Lê Quang Long

Personal information
- Date of birth: 26 May 1980 (age 45)
- Place of birth: Hanoi, Vietnam
- Position: Defender

Senior career*
- Years: Team / Apps / (Gls)
- 1999–2003: Hà Nội ACB
- 2004–2005: CLB Hoa Phat
- 2006–2008: Than Quảng Ninh
- 2008–2010: Hà Nội ACB / 31 / (0)
- 2010–2012: Navibank Sài Gòn / 8 / (0)
- 2013: GĐT Long An

= Lê Quang Long =

Vietnamese footballer (born 1980)

Lê Quang Long (born 26 May 1980) is a Vietnamese former footballer who played as a defender.

==Career==
He started his career with Hà Nội FC. In 2002, he suffered a spine injury. In 2006, he signed for Than Quang Ninh FC. In 2007, he returned to Hà Nội FC. He helped the club achieve promotion. In 2011, he signed for Navibank Sài Gòn. He made thirty-one league appearances and scored zero goals while playing for the club. He helped them win the 2011 Vietnamese Cup. In 2013, he signed for Long An FC. He made eight league appearances and scored zero goals while playing for the club.

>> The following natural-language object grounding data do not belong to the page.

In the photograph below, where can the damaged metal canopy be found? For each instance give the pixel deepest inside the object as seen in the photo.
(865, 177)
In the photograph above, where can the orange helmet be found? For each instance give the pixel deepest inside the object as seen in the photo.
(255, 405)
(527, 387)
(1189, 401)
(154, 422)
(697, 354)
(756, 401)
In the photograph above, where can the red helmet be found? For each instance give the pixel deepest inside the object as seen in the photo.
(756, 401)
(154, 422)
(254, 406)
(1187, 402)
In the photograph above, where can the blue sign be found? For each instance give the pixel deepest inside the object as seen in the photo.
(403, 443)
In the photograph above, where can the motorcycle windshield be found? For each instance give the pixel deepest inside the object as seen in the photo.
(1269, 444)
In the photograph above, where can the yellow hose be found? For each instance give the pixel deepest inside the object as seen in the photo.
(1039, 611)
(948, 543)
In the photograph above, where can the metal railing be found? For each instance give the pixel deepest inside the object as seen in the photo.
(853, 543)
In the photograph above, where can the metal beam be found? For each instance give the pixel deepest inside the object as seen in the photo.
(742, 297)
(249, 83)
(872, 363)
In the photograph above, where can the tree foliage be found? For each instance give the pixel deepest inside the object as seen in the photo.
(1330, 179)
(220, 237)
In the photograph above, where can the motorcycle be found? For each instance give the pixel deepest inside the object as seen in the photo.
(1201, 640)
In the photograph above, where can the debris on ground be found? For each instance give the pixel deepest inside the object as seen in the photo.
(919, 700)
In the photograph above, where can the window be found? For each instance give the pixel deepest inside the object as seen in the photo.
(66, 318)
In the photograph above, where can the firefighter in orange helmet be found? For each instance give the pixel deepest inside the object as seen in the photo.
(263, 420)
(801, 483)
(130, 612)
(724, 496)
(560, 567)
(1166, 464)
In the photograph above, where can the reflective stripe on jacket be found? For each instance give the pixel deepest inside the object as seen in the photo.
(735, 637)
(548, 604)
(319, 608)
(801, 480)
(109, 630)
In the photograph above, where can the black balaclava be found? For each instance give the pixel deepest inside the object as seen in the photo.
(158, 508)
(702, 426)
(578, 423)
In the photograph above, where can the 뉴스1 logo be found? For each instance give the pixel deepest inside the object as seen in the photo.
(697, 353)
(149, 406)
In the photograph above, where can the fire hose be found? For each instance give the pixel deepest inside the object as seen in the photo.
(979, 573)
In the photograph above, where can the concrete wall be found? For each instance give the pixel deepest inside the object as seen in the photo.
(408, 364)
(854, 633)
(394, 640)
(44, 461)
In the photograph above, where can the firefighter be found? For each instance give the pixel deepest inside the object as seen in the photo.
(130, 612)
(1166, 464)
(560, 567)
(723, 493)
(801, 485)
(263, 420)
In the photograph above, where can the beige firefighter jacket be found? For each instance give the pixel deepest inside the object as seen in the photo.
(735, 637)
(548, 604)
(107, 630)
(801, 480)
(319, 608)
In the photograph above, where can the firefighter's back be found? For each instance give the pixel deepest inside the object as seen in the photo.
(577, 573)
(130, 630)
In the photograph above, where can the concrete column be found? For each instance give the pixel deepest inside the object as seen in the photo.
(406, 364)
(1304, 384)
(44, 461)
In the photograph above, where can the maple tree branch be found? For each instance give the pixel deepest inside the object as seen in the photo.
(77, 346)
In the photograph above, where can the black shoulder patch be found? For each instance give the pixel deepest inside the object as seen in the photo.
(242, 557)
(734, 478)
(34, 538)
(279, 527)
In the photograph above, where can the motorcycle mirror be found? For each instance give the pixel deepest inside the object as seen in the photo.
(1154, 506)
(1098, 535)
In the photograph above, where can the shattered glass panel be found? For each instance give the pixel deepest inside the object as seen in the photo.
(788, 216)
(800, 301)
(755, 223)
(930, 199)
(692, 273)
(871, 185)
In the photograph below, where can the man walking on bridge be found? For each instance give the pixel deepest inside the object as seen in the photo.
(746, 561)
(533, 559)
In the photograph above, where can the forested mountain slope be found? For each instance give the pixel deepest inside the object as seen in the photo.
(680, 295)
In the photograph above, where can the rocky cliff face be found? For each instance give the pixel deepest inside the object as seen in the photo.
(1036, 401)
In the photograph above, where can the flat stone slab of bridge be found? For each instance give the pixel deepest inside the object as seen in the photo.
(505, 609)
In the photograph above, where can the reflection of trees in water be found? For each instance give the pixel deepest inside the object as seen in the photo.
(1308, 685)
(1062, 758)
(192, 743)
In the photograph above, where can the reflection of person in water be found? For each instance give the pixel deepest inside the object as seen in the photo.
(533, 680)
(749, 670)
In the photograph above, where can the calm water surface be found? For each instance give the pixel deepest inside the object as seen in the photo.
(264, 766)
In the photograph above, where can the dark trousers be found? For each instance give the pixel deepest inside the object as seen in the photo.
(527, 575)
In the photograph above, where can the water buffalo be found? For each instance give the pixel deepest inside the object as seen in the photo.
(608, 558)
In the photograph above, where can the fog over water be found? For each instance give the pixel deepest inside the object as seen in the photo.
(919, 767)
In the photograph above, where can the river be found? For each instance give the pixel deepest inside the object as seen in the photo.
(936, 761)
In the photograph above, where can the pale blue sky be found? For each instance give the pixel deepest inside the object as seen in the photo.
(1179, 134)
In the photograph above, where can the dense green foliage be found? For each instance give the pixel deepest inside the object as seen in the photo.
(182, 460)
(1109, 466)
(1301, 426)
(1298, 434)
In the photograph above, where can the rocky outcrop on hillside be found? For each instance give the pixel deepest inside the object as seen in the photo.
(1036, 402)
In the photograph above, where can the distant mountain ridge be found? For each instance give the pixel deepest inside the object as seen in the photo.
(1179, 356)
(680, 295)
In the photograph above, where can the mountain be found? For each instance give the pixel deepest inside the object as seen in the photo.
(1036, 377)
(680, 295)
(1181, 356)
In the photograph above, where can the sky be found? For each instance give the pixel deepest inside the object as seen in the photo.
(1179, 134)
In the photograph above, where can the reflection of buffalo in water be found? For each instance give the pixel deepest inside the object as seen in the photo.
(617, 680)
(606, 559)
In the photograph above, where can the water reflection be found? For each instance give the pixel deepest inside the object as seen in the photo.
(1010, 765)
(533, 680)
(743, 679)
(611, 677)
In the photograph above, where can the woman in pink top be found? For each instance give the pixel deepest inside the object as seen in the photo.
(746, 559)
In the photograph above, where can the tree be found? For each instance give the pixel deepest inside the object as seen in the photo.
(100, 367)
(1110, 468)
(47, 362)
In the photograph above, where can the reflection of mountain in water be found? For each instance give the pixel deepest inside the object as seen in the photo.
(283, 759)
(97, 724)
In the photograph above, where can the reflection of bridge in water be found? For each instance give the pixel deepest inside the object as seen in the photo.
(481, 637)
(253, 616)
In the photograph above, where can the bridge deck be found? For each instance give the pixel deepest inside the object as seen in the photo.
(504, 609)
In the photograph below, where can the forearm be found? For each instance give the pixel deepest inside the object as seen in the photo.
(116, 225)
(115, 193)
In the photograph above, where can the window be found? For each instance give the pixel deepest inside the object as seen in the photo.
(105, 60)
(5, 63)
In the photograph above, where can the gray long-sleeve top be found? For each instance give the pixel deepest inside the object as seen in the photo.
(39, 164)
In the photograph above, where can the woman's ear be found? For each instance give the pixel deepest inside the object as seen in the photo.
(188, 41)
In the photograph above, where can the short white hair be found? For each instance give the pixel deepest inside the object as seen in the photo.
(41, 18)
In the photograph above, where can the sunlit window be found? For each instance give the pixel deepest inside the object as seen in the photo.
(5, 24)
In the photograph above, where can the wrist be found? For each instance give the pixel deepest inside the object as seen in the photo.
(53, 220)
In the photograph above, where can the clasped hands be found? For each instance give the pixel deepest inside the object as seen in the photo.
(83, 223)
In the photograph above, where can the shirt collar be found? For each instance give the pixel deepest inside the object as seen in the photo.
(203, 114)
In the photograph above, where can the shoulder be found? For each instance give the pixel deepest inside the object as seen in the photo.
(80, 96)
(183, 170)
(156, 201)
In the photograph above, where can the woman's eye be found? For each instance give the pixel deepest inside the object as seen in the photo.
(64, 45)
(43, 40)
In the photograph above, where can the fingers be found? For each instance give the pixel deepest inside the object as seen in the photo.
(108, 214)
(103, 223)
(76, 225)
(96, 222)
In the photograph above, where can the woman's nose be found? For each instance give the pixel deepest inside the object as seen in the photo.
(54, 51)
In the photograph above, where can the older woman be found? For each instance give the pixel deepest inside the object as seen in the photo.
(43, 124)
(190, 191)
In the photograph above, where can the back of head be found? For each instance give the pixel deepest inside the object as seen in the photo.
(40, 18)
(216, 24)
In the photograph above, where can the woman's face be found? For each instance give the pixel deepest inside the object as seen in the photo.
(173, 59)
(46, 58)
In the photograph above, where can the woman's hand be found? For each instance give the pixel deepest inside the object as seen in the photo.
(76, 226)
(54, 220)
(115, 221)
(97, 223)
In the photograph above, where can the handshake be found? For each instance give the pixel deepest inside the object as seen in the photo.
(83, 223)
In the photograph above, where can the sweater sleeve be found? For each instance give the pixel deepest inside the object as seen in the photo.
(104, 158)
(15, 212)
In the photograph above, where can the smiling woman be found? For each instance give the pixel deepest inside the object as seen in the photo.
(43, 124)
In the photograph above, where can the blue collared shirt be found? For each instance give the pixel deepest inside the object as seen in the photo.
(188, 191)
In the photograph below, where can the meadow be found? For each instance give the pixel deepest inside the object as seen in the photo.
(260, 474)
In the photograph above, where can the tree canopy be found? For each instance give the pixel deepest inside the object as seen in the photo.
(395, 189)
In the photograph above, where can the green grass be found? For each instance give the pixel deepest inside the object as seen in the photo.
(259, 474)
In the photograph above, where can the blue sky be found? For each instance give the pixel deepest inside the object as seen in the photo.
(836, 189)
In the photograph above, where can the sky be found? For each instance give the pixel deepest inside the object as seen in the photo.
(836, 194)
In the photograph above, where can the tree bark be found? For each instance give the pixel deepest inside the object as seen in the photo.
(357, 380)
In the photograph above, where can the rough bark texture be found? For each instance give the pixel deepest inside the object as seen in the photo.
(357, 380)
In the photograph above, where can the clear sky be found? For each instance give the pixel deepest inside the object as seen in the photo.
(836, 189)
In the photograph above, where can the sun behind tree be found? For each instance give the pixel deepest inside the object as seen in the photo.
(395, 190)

He was a Vietnam youth international. He played for the Vietnam national under-18 football team and captained the team. He mainly operated as a defender. He is left-footed. He is known for his crossing ability.

==Personal life==
He was born on 26 May 1980 in Hanoi. After retiring from professional football, he worked as a youth manager. He has also worked in the television industry.